Well, let's see exactly what the devs did say instead of a paraphrasing your own words.

Jurjen Katsman, Studio Head at Nixxes Software

[Our developer blogs lift the curtain on the creation of Lara’s first tomb raiding expedition, and the technology we use toconstantly improve it. Following the release of Rise of the Tomb Raider for PC, the title will be one of the first in the industry to integrate DirectX 12 support, allowing fans with older PCs or newer rigs to run at higher framerates and higher graphical settings. Nixxes Studio Head Jurjen Katsman dives deep into the new technology below.]

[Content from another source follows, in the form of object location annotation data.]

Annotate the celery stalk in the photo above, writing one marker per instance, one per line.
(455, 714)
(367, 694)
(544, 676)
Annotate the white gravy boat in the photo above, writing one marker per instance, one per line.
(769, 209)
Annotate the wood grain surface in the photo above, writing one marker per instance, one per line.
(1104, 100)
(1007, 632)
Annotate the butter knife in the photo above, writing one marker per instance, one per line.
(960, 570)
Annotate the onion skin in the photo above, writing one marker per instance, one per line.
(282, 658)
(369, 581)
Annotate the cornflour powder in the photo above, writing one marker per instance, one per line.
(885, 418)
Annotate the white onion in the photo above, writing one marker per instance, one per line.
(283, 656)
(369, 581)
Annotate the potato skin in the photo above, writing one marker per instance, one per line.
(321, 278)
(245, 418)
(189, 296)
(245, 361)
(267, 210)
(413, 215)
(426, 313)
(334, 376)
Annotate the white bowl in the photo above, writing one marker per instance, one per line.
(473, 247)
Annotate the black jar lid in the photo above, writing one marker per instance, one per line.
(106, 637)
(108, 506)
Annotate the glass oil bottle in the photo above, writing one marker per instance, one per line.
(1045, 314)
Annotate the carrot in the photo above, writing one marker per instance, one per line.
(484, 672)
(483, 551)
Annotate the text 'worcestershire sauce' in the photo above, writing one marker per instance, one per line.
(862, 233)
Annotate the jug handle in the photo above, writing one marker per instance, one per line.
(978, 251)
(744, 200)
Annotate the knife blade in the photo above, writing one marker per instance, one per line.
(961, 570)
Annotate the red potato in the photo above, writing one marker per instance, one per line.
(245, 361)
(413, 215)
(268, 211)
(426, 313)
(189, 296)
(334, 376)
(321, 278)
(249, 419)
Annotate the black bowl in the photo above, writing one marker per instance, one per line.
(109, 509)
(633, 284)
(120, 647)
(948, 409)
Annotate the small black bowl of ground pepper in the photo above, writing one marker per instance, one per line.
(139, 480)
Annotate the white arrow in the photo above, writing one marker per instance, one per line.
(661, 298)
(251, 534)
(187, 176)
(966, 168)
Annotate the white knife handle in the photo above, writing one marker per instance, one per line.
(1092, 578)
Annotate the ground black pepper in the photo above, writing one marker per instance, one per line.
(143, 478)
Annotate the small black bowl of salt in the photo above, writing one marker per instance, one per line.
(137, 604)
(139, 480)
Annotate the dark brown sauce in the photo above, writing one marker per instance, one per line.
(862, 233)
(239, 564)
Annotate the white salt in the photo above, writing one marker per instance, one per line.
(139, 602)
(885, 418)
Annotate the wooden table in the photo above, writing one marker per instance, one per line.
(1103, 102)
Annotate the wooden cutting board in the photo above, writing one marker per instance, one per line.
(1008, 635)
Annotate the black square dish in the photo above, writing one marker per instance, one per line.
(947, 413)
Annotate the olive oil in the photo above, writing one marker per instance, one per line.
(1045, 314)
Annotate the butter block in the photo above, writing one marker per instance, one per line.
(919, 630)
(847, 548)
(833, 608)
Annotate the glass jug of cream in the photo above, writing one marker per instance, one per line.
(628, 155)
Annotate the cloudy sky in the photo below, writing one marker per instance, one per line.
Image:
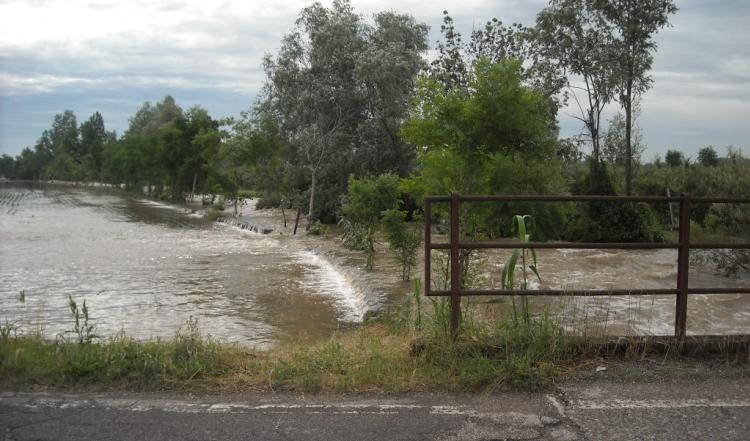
(112, 56)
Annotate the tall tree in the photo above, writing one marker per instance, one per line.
(633, 24)
(574, 35)
(93, 138)
(339, 88)
(614, 146)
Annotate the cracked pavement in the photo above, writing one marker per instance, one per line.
(716, 410)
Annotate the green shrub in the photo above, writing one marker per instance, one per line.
(404, 240)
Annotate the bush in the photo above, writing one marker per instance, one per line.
(362, 209)
(611, 221)
(404, 240)
(268, 201)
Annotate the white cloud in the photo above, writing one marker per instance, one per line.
(213, 50)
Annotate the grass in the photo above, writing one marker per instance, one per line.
(390, 355)
(407, 349)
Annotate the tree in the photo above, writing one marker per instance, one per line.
(93, 138)
(614, 147)
(363, 208)
(572, 34)
(495, 42)
(674, 158)
(633, 24)
(339, 89)
(64, 135)
(499, 138)
(7, 167)
(708, 157)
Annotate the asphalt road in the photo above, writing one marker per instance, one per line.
(716, 410)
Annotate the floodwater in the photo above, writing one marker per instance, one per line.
(569, 269)
(147, 268)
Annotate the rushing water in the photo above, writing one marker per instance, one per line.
(630, 269)
(147, 268)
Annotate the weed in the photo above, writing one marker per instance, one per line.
(83, 331)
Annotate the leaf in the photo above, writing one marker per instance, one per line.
(509, 270)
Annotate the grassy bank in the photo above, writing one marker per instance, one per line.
(406, 350)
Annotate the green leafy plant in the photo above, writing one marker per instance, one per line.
(83, 331)
(362, 209)
(403, 239)
(508, 276)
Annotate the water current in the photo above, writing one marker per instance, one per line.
(146, 268)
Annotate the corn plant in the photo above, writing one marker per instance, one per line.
(508, 276)
(82, 329)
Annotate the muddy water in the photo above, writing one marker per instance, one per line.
(630, 269)
(147, 268)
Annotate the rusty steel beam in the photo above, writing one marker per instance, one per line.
(455, 267)
(557, 292)
(559, 245)
(683, 269)
(427, 247)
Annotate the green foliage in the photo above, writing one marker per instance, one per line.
(362, 210)
(610, 221)
(83, 331)
(708, 157)
(339, 89)
(508, 276)
(403, 238)
(498, 138)
(674, 158)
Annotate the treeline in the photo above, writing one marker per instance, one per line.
(347, 99)
(165, 149)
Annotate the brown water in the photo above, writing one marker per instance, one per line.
(146, 268)
(630, 269)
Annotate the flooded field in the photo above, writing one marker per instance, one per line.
(146, 268)
(569, 269)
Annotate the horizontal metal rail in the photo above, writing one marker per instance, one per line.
(587, 292)
(587, 245)
(683, 247)
(588, 198)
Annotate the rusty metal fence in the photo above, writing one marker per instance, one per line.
(683, 247)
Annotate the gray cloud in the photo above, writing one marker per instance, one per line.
(210, 54)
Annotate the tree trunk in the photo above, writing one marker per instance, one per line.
(628, 103)
(296, 221)
(192, 191)
(312, 199)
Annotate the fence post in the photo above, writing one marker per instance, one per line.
(683, 268)
(427, 247)
(455, 267)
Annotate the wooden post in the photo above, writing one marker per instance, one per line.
(296, 221)
(683, 268)
(455, 268)
(427, 245)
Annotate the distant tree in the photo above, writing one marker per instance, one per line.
(339, 89)
(571, 33)
(362, 209)
(93, 138)
(614, 146)
(674, 158)
(633, 23)
(453, 67)
(708, 157)
(64, 136)
(7, 166)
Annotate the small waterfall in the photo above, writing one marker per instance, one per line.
(329, 279)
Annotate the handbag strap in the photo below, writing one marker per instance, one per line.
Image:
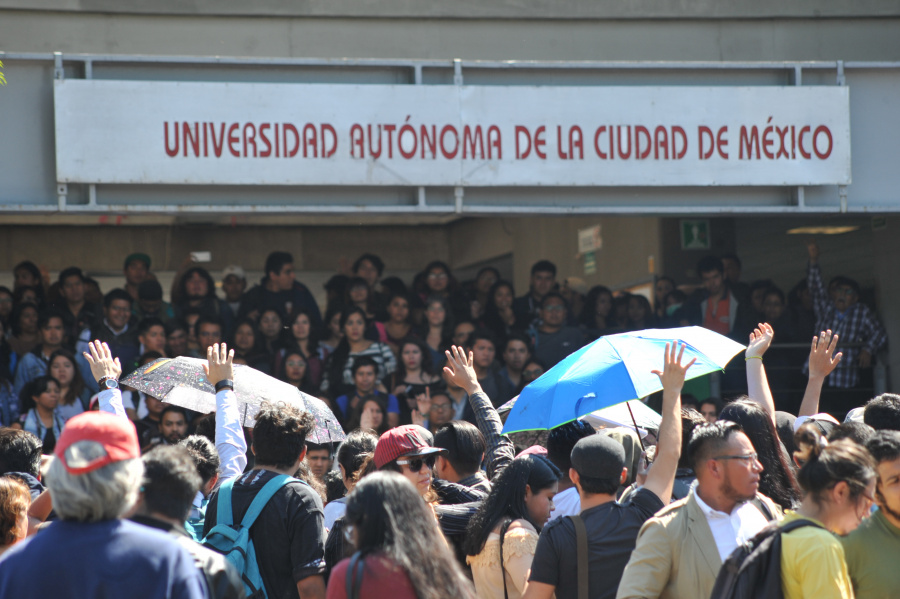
(354, 575)
(581, 548)
(503, 530)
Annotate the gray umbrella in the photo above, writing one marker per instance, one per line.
(182, 382)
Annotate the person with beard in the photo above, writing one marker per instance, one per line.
(173, 424)
(197, 289)
(871, 550)
(680, 550)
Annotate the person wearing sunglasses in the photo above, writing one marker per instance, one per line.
(404, 450)
(838, 482)
(871, 550)
(680, 550)
(399, 549)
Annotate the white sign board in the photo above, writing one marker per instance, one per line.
(441, 135)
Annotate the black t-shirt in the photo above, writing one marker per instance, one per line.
(612, 531)
(288, 536)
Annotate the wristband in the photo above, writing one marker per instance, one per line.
(225, 384)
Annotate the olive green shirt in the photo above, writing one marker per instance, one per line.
(872, 552)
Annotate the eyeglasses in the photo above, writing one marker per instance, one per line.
(348, 533)
(750, 457)
(415, 464)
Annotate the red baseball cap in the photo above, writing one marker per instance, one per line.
(401, 441)
(115, 434)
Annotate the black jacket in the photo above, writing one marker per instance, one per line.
(222, 580)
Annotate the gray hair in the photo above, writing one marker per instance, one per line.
(103, 494)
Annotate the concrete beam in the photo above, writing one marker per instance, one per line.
(479, 9)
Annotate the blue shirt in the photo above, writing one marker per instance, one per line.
(101, 560)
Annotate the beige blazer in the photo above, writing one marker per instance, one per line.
(676, 556)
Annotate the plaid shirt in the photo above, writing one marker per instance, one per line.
(857, 324)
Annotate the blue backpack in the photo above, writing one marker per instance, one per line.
(234, 542)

Pushing the boundaries of technology on PC has always been a passion of the development team at Nixxes, and Crystal Dynamics and Square Enix have been great partners for us in doing so. One of the challenges with PC development is guaranteeing players on as many different PC configurations as possible can have a great experience. For us this means ensuring that users with older PCs can still get a great gameplay experience, but also that users with higher-end machines can get the most out of their hardware, including the highest quality visuals, frame-rate, and other technical enhancements.

One thing we are very excited about to help us further realize those goals is the new DirectX 12 graphics API that is available on Windows 10. In the patch released today on Steam – and coming soon to the Windows 10 Store – we will be adding DirectX 12 support to Rise of the Tomb Raider.

At Nixxes we have a long history of working with consoles as well, and one of the large differences between developing for consoles and developing for PCs is the level of access to the hardware available to us. We can leverage every single hardware feature and every bit of CPU power available in the most efficient way possible. With DirectX 12 we are taking a massive step forwards for bringing a lot of that flexibility to the PC as well. For Rise of the Tomb Raider the largest gain DirectX 12 will give us is the ability to spread our CPU rendering work over all CPU cores, without introducing additional overhead. This is especially important on 8-core CPUs like Intel i7’s or many AMD FX processors.

Let me explain how this helps the performance of your game. When using DirectX 11, in situations where the game is under heavy load – for example in the larger hubs of the game – the individual cores may not be able to feed a fast GPU like an NVIDIA GTX 980 or even NVIDIA GTX 970 quick enough. This means the game may not hit the desired frame-rate, requiring you to turn down settings that impact CPU performance. Even though the game can use all your CPU cores, the majority of the DirectX 11 related work is all happening on a single core. With DirectX 12 a lot of the work is spread over many cores, and the framerate of the game will run at can be much higher for the same settings. Check out the picture below for a visual example of how the CPU work is distributed:


As an example to illustrate the point, below is a screenshot of a scene in the game running on an Intel i7-2600 processor with 1333Mhz memory, paired with a GTX 970. Using DirectX 11 at High Settings we would only get 46 fps.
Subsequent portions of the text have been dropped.